Tendency Masks & Vector-Based Amplitude Panning [Max/MSP]

Been thinking a bit about Koenig’s ‘Tendency Masks’ since reading more about them in Robert Rowe’s Machine Musicianship the other day. As a distribution method, they seem perhaps too random and arbitrary for generating or controlling pitch parameters (unless we’re talking grain pitch, or other techniques that benefit a more sporadic distribution?) To me, part of the interest in tendency masks lays in their gestural nature, and the possibility to relate this to other gestural behaviours. The patch here is a simple realisation of a tendency mask in Max, controlling some basic MIDI notes and [cycle], hooked up to Ville Pulke‘s vector-based amplitude panning object, [vbap] (just a 2D version at the moment, elevation not hooked up).

This demo is setup as a quadrophonic array using the [vbap]. In this setting, a narrower mask limits our signal to a single speaker location, whilst opening the mask up allows signal to move throughout the array more. Control of the system thereby comes from gesturally navigating narrower bands between speakers, and opening masks up to make full use of the array.

A nice little addition to the tendency mask outlined in Rowe (p.208) is the ability to control density as a separate breakpoint function, thereby changing over time (rather than even throughout).

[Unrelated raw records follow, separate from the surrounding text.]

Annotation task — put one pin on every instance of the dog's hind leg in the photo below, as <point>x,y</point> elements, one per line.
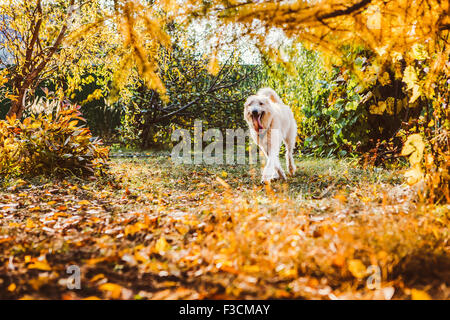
<point>273,168</point>
<point>289,142</point>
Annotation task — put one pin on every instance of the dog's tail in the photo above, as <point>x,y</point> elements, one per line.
<point>271,94</point>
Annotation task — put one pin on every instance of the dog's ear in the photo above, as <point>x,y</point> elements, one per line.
<point>272,98</point>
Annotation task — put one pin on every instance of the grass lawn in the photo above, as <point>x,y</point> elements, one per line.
<point>155,230</point>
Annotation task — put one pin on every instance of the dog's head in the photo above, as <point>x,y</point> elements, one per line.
<point>258,112</point>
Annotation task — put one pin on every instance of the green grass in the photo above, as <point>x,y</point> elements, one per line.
<point>162,231</point>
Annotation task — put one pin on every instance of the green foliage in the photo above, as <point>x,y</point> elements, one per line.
<point>192,93</point>
<point>50,144</point>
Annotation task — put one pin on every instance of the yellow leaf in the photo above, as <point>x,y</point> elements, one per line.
<point>114,289</point>
<point>357,268</point>
<point>30,224</point>
<point>92,298</point>
<point>414,175</point>
<point>161,246</point>
<point>419,295</point>
<point>413,148</point>
<point>12,287</point>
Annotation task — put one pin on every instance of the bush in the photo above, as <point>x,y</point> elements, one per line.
<point>50,144</point>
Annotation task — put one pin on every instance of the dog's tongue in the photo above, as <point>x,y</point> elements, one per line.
<point>257,123</point>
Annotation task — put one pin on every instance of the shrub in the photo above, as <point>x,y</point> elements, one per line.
<point>50,144</point>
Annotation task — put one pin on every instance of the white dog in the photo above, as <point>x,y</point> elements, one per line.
<point>271,122</point>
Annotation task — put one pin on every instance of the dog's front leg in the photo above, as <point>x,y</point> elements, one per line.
<point>273,169</point>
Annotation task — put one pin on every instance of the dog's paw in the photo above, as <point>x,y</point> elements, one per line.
<point>267,177</point>
<point>292,169</point>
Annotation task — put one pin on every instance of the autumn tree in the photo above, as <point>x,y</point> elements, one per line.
<point>61,41</point>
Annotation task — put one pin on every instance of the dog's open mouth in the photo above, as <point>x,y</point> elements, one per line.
<point>257,124</point>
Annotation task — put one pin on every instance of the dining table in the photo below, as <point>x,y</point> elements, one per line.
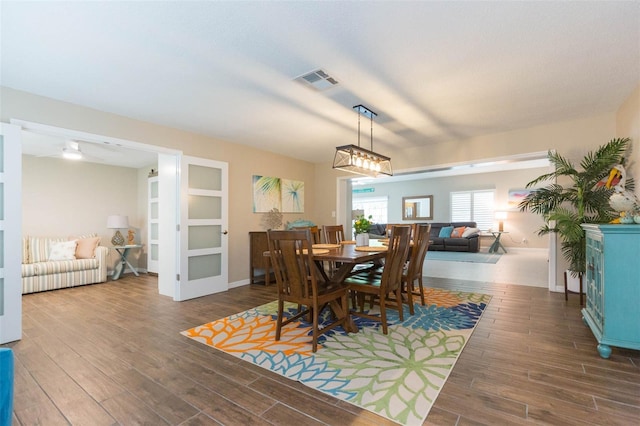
<point>347,256</point>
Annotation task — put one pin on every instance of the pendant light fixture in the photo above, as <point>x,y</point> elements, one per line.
<point>354,159</point>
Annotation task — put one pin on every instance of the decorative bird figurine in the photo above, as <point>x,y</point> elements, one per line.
<point>622,200</point>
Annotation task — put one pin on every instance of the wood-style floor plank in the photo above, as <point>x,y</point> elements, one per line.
<point>112,354</point>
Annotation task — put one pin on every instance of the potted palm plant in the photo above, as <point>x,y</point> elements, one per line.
<point>576,196</point>
<point>361,228</point>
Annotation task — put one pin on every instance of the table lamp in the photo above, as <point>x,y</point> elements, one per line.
<point>117,222</point>
<point>501,216</point>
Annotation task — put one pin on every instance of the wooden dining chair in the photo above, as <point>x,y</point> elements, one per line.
<point>391,225</point>
<point>316,237</point>
<point>381,287</point>
<point>333,234</point>
<point>298,282</point>
<point>413,271</point>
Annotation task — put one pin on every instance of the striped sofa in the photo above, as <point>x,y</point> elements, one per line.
<point>41,274</point>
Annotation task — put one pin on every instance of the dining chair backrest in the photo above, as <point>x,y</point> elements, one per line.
<point>419,250</point>
<point>315,232</point>
<point>333,234</point>
<point>292,262</point>
<point>397,252</point>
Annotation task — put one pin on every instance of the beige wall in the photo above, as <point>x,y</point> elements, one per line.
<point>243,161</point>
<point>572,138</point>
<point>628,125</point>
<point>63,198</point>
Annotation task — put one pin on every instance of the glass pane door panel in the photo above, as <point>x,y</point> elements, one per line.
<point>205,178</point>
<point>154,190</point>
<point>154,211</point>
<point>201,207</point>
<point>207,236</point>
<point>204,266</point>
<point>155,234</point>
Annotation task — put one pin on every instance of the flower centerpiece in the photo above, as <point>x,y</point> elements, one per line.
<point>361,228</point>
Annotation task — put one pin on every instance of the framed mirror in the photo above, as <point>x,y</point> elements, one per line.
<point>418,207</point>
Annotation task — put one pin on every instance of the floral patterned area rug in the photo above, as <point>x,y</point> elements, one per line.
<point>398,375</point>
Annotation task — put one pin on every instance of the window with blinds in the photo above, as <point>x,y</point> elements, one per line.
<point>375,206</point>
<point>476,206</point>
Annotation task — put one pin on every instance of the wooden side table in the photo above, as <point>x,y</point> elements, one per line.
<point>496,245</point>
<point>123,251</point>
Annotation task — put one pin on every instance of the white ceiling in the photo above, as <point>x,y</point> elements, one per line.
<point>433,71</point>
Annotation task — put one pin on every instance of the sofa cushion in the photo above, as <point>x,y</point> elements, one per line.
<point>445,232</point>
<point>86,248</point>
<point>58,266</point>
<point>458,231</point>
<point>25,250</point>
<point>39,248</point>
<point>62,250</point>
<point>469,231</point>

At the moment, my implementation of this is a little shaky at best (controlling the frequency of a [qmetro] object), but the result is there and gives a nice effect. Next steps with this include hooking up the [vbap]’s ‘elevation’ argument, cleaning up the mask density control, and linking it to loudspeaker spreading parameters.

Thanks to Chris Dobrain at the cycling74 forums for his advice on implementing the masks with [function].